Proje o noktada tek kelime ile “kargaşa” idi. Müşteri tarafında muhatap olduğum üst düzey yöneticilerin, benim ve ekibimin temin etmemizin mümkün olmadığı (ve yapılan sözleşmede de yer almayan) birçok farklı beklentisi bulunuyordu. Duygu olarak da ya son derece kızgın, ya hayal kırıklığına uğramış ya da beklentilerini karşılayamayacağımızı kabullenmiş bir gruptu. Bu noktaya nasıl gelindiğini zamanla analiz edip anlayabildim.

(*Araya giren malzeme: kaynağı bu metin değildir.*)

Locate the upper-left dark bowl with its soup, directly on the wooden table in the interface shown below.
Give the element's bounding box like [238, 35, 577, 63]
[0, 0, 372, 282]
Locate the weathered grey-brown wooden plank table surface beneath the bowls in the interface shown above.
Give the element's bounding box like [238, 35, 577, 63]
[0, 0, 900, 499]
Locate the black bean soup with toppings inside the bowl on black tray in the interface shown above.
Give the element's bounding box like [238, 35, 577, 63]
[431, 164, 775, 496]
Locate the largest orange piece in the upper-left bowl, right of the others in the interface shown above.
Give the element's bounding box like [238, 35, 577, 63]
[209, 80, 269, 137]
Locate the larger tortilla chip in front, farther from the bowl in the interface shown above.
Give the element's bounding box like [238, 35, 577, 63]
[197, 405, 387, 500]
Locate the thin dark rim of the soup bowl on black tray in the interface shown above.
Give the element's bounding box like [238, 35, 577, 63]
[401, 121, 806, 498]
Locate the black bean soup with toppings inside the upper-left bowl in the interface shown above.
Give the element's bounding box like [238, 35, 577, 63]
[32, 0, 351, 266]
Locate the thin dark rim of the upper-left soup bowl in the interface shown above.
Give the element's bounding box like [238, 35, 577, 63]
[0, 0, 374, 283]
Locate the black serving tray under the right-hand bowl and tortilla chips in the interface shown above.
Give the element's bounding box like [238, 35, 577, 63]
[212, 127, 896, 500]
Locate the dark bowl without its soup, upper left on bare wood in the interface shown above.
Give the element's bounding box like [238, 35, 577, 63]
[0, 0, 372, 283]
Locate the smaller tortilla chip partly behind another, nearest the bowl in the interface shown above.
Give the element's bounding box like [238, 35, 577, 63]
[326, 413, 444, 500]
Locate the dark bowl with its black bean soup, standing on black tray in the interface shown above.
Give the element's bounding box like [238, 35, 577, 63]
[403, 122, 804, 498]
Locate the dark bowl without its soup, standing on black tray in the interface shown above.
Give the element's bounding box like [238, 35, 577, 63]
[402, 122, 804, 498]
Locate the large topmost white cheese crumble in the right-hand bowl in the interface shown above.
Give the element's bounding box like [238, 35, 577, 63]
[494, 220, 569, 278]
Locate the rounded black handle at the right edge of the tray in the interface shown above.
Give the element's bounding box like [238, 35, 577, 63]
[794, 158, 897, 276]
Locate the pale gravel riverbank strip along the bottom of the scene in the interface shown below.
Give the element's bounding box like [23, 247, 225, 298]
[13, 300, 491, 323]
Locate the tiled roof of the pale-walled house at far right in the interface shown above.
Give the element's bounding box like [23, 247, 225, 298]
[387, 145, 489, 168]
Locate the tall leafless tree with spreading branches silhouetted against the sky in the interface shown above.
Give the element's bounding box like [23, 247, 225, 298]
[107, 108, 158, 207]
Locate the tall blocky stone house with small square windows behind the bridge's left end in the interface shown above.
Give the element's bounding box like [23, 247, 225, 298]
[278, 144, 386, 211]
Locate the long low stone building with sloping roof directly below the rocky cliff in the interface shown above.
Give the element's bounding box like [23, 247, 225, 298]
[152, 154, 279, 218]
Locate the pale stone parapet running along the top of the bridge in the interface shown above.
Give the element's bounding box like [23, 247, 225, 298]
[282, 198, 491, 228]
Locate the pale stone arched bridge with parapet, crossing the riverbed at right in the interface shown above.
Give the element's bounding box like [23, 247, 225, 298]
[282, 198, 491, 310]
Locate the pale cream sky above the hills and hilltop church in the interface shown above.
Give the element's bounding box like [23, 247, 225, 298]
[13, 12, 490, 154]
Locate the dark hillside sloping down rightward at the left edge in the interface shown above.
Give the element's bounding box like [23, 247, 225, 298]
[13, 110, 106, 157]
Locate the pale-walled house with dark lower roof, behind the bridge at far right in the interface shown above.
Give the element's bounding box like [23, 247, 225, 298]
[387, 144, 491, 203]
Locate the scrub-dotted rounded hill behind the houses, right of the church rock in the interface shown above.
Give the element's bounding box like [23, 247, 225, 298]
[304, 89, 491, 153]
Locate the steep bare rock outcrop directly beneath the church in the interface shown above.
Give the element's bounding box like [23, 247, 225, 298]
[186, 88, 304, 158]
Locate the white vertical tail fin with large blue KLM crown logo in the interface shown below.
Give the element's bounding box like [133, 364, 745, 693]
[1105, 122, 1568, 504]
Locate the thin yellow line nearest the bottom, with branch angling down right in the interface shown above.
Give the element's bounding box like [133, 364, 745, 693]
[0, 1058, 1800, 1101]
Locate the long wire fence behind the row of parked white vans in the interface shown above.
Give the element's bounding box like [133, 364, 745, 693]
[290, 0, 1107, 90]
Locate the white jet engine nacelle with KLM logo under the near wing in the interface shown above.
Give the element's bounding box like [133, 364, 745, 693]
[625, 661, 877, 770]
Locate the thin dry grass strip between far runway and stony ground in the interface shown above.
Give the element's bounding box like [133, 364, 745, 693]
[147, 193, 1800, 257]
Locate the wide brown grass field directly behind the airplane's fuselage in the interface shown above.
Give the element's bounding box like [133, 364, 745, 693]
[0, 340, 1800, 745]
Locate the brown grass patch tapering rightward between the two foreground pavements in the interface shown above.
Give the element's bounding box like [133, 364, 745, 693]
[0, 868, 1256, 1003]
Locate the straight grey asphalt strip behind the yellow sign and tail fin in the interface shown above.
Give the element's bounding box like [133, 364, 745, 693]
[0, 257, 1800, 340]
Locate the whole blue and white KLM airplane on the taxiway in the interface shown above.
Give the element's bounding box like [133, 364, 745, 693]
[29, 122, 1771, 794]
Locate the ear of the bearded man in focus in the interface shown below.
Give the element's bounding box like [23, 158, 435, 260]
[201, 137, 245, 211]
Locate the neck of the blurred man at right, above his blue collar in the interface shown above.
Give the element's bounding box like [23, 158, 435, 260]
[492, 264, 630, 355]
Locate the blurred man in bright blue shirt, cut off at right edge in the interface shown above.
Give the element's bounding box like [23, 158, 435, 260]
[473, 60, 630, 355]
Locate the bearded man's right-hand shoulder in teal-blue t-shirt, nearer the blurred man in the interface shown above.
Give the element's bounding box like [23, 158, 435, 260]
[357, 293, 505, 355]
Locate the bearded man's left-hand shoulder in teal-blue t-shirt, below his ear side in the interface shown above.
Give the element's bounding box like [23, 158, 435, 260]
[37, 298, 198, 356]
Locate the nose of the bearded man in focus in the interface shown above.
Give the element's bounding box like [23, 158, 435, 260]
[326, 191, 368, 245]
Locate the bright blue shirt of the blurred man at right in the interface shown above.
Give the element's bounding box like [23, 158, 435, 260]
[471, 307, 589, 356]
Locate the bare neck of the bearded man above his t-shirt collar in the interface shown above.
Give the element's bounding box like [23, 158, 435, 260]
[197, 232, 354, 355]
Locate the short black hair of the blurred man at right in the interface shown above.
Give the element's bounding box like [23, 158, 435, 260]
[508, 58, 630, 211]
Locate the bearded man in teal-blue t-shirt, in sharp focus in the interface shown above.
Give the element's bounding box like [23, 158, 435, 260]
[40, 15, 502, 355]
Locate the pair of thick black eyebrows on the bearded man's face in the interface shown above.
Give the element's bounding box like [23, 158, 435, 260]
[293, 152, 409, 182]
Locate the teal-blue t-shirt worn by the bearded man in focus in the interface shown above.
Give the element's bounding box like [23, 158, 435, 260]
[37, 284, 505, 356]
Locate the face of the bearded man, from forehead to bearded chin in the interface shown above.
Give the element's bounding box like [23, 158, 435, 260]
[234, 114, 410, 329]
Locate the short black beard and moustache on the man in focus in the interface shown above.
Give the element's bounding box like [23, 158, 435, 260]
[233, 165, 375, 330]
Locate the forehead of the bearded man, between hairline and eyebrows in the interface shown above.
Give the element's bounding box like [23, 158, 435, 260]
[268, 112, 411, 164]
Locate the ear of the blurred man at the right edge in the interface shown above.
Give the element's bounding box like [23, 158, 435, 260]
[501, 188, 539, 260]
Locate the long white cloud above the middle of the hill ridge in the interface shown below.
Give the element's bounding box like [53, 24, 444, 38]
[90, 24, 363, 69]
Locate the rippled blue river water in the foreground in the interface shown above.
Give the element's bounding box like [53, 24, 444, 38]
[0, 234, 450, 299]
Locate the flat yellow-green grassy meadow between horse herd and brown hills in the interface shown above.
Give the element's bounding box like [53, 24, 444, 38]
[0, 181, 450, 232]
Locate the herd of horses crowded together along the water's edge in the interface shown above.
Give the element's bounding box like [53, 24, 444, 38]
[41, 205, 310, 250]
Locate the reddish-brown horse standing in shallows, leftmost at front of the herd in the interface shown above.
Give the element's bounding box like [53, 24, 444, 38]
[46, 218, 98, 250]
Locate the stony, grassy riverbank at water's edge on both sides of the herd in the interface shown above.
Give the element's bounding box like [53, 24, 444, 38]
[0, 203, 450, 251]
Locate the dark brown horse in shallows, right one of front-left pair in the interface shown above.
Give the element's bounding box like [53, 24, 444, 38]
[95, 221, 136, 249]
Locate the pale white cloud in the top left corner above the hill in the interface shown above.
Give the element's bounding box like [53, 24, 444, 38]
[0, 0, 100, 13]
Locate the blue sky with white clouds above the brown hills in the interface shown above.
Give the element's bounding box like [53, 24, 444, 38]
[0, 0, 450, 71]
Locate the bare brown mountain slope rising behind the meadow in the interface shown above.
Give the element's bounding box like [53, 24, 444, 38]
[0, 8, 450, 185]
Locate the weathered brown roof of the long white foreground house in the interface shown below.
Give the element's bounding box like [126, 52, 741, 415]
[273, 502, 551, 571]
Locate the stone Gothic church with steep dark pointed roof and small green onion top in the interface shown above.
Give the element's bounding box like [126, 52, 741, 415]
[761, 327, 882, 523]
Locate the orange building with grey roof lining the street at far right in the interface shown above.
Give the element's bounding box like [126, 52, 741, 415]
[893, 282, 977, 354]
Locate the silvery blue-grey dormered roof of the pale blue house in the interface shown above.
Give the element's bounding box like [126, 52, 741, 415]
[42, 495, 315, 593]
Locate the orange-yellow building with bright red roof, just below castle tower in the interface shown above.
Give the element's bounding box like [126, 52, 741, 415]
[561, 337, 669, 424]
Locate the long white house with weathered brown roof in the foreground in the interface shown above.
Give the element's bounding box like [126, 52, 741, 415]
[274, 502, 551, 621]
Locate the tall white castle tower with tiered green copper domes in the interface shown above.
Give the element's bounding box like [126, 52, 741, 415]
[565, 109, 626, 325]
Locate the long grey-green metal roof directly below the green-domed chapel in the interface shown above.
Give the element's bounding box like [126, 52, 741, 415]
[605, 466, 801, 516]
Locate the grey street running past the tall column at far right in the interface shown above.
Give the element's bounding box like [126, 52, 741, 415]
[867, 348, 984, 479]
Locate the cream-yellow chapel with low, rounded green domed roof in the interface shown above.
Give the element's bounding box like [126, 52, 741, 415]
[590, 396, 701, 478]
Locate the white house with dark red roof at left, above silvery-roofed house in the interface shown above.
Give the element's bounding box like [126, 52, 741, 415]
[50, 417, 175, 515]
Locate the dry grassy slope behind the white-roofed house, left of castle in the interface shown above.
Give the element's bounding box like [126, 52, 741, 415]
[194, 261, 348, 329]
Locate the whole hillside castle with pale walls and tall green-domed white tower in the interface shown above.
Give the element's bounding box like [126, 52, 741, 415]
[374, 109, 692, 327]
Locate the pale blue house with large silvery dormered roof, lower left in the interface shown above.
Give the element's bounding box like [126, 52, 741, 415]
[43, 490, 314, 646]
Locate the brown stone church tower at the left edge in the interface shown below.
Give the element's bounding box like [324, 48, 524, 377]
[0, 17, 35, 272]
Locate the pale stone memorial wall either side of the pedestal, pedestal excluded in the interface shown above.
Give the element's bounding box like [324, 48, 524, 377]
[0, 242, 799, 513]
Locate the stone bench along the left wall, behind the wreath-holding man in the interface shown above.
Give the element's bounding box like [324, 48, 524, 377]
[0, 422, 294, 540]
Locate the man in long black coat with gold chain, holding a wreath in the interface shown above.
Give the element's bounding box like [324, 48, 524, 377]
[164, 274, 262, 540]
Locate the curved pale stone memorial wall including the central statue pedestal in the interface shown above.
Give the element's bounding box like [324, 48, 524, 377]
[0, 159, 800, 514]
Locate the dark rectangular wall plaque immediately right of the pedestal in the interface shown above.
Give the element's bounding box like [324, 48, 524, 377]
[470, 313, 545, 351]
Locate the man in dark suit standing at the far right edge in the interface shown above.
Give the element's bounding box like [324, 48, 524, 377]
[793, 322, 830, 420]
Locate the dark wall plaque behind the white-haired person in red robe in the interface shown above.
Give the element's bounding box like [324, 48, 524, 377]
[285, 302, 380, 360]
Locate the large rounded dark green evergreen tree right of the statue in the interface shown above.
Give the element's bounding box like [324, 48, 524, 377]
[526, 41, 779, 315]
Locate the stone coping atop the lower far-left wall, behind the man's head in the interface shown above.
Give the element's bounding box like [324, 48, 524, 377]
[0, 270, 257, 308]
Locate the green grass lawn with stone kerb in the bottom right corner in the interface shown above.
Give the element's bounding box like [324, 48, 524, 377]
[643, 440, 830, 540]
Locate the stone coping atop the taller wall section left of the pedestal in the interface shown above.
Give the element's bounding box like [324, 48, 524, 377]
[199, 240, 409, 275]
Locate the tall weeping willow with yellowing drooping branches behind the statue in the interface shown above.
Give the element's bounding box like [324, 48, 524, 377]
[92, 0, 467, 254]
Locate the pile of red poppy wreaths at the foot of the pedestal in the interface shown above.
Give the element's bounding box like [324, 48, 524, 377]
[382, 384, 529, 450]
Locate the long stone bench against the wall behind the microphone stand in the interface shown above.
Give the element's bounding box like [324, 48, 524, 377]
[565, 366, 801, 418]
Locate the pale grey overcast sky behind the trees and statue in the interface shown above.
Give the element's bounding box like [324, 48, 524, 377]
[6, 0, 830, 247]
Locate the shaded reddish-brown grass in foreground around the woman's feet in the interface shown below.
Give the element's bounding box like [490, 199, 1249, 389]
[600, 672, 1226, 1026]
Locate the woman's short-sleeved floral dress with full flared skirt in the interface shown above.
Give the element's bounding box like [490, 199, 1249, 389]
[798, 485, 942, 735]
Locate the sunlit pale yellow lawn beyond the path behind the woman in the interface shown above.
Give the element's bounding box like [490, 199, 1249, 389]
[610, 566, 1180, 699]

Özetle; projeyi kazanmak için müşteriye yapılan sunumda vadedilen Rolls Royce’tu. Ancak proje başladıktan sonra müşteri için yapılan ve sunulan, ondan çok daha düşük model başka bir arabaydı. Bunun sebebi de sunum sırasında çizilen tablo için çıkan fiyatta, daha sonra kapalı kapılar ardından daha az kişinin yer aldığı müzakerelerde indirime gidilmesi ama bunun iletişiminin doğru yapılamaması yatıyordu. Karşılamamızın mümkün olmadığı taleplerin ardı arkası kesilmeden, yüksek bir tansiyon eşliğinde bize gelmesinin sebebi de bu yöneticilerin ilk sunumda büyük vaatleri görmeleri ama daha sonra imzalanan sözleşmeye hiçbir zaman göz atmayıp işin çapının ne denli ufaltıldığından haberdar olmamalarıydı.
Diğer kritik başarı unsurları arasında, müşteri tarafında bu projeye zamanının büyük kısmını harcayacak liderlerin yönetim danışmanlarına destek olması, kendi kurumlarının önlerine çıkardığı engellerin kaldırılmasında hızlıca onlara yardımcı olmaları ve etkin bir proje yönetim yöntemi ile süreç içinde karşılaşılan riskler, sorunlar ve bunların nasıl çözümleneceğinin takibinin yapılması sayılabilir.
Özellikle büyük çaplı dönüşümlerde gözlemlediğimiz bir diğer önemli nokta da, çeşitli ekiplerin (bazen kendi içlerinde dahi) silolaşarak, aktivitelerin adeta at gözlükleri ile yapılması eğilimidir. Proje yönetiminin ve ekip liderlerinin proaktif bir bilinçle bunun önüne geçilecek bir çalışma sistematiğini geliştirmesi önemlidir. Yani gerekli noktalarda uyum ve işbirliği içinde bulunmaya yönlendirecek bir iş ritmi sağlanması ve buna uygun bir yapı kurulması şarttır.